Wednesday, November 23, 2016

The mortgage market has grown in leaps and bounds over the last two decades and so has the market; whose main consumers are the people in the housing industry. There are two main types of mortgage insurance; mortgage life insurance and private mortgage insurance. The latter is mandatory and is part of most mortgage deals. Many times private dealers ensure that private insurance is part of the mortgage and it has been made part of the mortgage legislation in many places in the union. Mortgage life insurance is not mandatory and is taken by people who want to ensure that the house they are paying for remains in the hands of their descendants in case of their death or disability.

Mortgage Insurance

 The purpose of mortgage insurance is to ensure that there is no foreclosure on the house in case the borrower fails to pay the mortgage according to the terms and conditions of the mortgage. Most of the time, private mortgage insurance includes the monthly charges as has been stipulated in the contract. The importance of a this insurance is that it provides the security against losing a home in the instance that the insured person has failed to pay the money he owes the lender.
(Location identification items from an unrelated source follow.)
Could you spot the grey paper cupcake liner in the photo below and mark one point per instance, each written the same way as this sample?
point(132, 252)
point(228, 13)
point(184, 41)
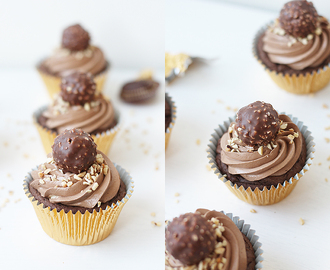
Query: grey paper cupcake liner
point(224, 128)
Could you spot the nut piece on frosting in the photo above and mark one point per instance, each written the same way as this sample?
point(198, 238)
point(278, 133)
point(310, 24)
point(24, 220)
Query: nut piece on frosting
point(75, 38)
point(78, 88)
point(74, 151)
point(299, 18)
point(190, 238)
point(257, 123)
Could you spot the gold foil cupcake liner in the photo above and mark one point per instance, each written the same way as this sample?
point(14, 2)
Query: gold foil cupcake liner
point(265, 196)
point(103, 140)
point(298, 84)
point(80, 229)
point(173, 114)
point(53, 82)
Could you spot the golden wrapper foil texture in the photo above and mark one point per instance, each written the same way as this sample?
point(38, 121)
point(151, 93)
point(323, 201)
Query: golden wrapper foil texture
point(103, 140)
point(80, 229)
point(173, 114)
point(265, 196)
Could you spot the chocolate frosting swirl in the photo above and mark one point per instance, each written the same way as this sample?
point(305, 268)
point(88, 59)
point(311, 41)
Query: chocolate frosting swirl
point(77, 194)
point(64, 62)
point(234, 256)
point(255, 163)
point(96, 115)
point(297, 53)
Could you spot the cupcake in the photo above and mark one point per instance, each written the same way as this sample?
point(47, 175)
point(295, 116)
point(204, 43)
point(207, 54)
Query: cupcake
point(261, 154)
point(170, 116)
point(207, 240)
point(78, 106)
point(295, 49)
point(75, 54)
point(78, 193)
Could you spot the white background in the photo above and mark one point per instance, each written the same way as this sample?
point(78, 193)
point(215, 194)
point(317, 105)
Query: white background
point(130, 32)
point(217, 29)
point(132, 35)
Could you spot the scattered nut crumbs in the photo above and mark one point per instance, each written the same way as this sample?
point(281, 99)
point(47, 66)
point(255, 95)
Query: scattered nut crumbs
point(302, 222)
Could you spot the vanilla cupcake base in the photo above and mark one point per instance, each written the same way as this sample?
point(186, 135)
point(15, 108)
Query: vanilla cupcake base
point(298, 84)
point(265, 196)
point(80, 228)
point(173, 115)
point(53, 82)
point(103, 140)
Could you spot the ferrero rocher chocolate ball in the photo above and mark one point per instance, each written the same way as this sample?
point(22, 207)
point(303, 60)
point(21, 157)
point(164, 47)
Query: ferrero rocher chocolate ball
point(190, 238)
point(298, 18)
point(78, 88)
point(75, 38)
point(257, 123)
point(74, 151)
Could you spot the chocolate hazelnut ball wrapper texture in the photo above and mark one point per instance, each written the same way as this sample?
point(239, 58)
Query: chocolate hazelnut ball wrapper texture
point(266, 196)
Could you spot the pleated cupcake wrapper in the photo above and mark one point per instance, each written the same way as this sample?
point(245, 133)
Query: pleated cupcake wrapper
point(170, 127)
point(250, 234)
point(265, 196)
point(297, 84)
point(103, 140)
point(53, 82)
point(80, 228)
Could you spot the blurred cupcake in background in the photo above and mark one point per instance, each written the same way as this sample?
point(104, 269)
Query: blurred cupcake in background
point(78, 106)
point(295, 49)
point(75, 54)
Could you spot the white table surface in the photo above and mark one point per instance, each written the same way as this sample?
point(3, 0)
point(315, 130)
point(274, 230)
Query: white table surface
point(206, 96)
point(139, 148)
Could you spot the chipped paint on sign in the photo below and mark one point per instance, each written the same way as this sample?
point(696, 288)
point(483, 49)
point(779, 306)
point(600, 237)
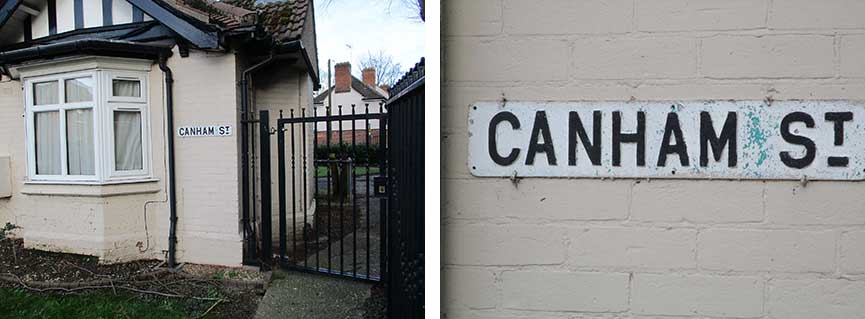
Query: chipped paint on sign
point(669, 139)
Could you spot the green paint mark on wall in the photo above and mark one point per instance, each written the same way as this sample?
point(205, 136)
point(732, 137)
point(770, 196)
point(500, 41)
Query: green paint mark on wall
point(757, 138)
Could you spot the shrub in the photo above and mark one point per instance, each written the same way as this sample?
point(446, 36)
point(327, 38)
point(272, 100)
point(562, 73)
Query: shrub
point(361, 154)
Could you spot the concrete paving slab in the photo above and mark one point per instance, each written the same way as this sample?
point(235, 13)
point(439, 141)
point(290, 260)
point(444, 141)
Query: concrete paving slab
point(311, 296)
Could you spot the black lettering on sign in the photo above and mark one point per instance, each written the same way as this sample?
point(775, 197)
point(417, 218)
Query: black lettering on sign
point(726, 138)
point(838, 118)
point(638, 137)
point(672, 128)
point(789, 137)
point(541, 126)
point(593, 147)
point(494, 153)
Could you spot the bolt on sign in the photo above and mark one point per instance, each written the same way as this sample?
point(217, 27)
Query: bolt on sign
point(816, 140)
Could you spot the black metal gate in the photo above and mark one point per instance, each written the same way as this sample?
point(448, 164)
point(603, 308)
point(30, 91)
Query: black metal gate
point(405, 260)
point(331, 200)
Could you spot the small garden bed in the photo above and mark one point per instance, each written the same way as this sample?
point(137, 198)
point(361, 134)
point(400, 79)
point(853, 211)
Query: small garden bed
point(38, 284)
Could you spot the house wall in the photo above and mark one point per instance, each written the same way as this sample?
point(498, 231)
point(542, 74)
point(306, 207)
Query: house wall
point(625, 248)
point(109, 221)
point(208, 196)
point(287, 88)
point(104, 221)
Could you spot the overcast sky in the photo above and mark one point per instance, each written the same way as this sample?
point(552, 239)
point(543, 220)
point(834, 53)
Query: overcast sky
point(367, 25)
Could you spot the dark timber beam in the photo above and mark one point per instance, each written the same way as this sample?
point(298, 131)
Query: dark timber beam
point(7, 8)
point(200, 38)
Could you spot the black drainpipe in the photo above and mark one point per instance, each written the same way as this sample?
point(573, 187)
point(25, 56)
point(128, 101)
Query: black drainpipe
point(172, 195)
point(244, 146)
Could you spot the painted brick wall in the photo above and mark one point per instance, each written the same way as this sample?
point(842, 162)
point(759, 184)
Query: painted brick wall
point(556, 248)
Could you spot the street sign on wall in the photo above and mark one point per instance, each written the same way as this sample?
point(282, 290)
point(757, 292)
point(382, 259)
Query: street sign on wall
point(204, 130)
point(817, 140)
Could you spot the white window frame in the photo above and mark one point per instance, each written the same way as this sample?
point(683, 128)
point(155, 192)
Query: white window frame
point(103, 106)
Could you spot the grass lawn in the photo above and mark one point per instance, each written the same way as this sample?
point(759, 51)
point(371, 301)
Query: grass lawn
point(321, 171)
point(19, 303)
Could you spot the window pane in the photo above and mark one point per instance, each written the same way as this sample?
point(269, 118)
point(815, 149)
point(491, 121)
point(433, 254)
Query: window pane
point(47, 136)
point(45, 93)
point(128, 88)
point(127, 141)
point(79, 142)
point(79, 90)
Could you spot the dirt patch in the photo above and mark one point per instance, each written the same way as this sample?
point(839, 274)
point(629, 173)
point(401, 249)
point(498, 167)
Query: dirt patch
point(225, 292)
point(375, 307)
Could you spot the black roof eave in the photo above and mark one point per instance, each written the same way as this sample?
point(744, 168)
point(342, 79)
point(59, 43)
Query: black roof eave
point(97, 47)
point(200, 37)
point(7, 9)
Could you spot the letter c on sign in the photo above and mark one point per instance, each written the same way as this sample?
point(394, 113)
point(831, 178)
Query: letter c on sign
point(494, 153)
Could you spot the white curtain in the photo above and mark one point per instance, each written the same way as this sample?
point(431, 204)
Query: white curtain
point(129, 88)
point(79, 142)
point(79, 90)
point(127, 141)
point(47, 142)
point(45, 93)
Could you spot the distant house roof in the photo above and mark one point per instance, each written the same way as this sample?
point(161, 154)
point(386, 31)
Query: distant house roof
point(365, 90)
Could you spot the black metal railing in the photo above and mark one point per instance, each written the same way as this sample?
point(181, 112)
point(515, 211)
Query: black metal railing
point(405, 260)
point(346, 234)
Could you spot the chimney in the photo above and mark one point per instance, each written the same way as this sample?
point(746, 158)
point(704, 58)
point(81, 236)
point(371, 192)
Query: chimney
point(369, 76)
point(343, 77)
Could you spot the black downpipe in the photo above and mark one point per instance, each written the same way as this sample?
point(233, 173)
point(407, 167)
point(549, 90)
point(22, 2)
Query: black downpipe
point(244, 147)
point(172, 195)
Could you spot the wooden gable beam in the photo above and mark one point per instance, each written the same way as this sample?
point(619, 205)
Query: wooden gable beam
point(7, 8)
point(200, 38)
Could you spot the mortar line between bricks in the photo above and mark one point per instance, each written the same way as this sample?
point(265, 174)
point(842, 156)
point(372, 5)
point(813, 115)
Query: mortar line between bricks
point(836, 58)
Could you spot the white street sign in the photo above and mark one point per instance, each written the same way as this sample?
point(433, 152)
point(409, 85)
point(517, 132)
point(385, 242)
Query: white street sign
point(816, 140)
point(204, 130)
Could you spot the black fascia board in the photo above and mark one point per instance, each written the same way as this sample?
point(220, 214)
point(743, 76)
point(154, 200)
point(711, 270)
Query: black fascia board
point(104, 32)
point(198, 36)
point(7, 9)
point(99, 47)
point(297, 46)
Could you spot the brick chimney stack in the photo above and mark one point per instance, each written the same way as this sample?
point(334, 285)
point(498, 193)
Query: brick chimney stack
point(369, 76)
point(343, 77)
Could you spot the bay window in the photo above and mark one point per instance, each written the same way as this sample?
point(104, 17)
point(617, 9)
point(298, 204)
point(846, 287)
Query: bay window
point(87, 126)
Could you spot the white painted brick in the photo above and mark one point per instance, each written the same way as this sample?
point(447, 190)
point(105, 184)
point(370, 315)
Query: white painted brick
point(697, 201)
point(767, 250)
point(468, 288)
point(699, 91)
point(852, 63)
point(853, 252)
point(690, 295)
point(567, 17)
point(618, 58)
point(633, 248)
point(559, 199)
point(819, 203)
point(809, 14)
point(503, 245)
point(690, 15)
point(771, 56)
point(814, 91)
point(809, 299)
point(527, 59)
point(564, 291)
point(477, 17)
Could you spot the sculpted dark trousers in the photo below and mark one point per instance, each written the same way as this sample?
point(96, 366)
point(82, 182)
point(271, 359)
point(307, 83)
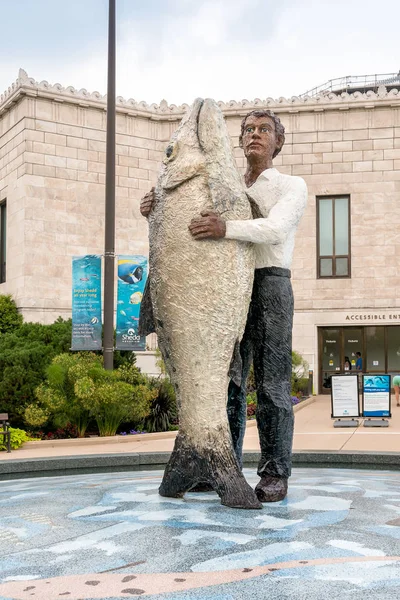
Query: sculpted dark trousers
point(267, 341)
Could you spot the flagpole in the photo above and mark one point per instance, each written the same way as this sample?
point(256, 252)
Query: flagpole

Most lenders are not giving private insurance even to people who offer lower than 25% down payment on their mortgage loan. This means too that they are no longer giving them lower interest rates compared to their counterparts who pay more than 25% of the mortgage loan. When the outstanding value of the loan is less than 80% of the value of the home there is no need for private insurance and this means that it can be called off at any time within the repayment period. Depending on the lender, some borrowers will not be allowed to call off the private insurance unless the value falls below 50% of the assessed value of the house.
The purpose of the life insurance is to protect the interests of the owners of the house; so that the dependents of the owners of the house are left with something they can call their own in the event of the death or the incapability of the owner of the house. This means that they will not have to pay the mortgage fees after the death of the owner of the house. There are some factors that may come in to prevent this from happening and in some cases life insurance does not necessarily give all these benefits. Overall it depends on the age and the health risks as well as the vulnerability of the dependents of the person seeking the loan. Insurance companies may or may not give such insurance policies to borrowers who are considered high risk. Most people do not qualify for a life insurance policy but the other option for them remains to be the regular life insurance policy, which ensures that in the event of the death of the owner of the house, the life insurance amount paid out will be used to settle the mortgage debt.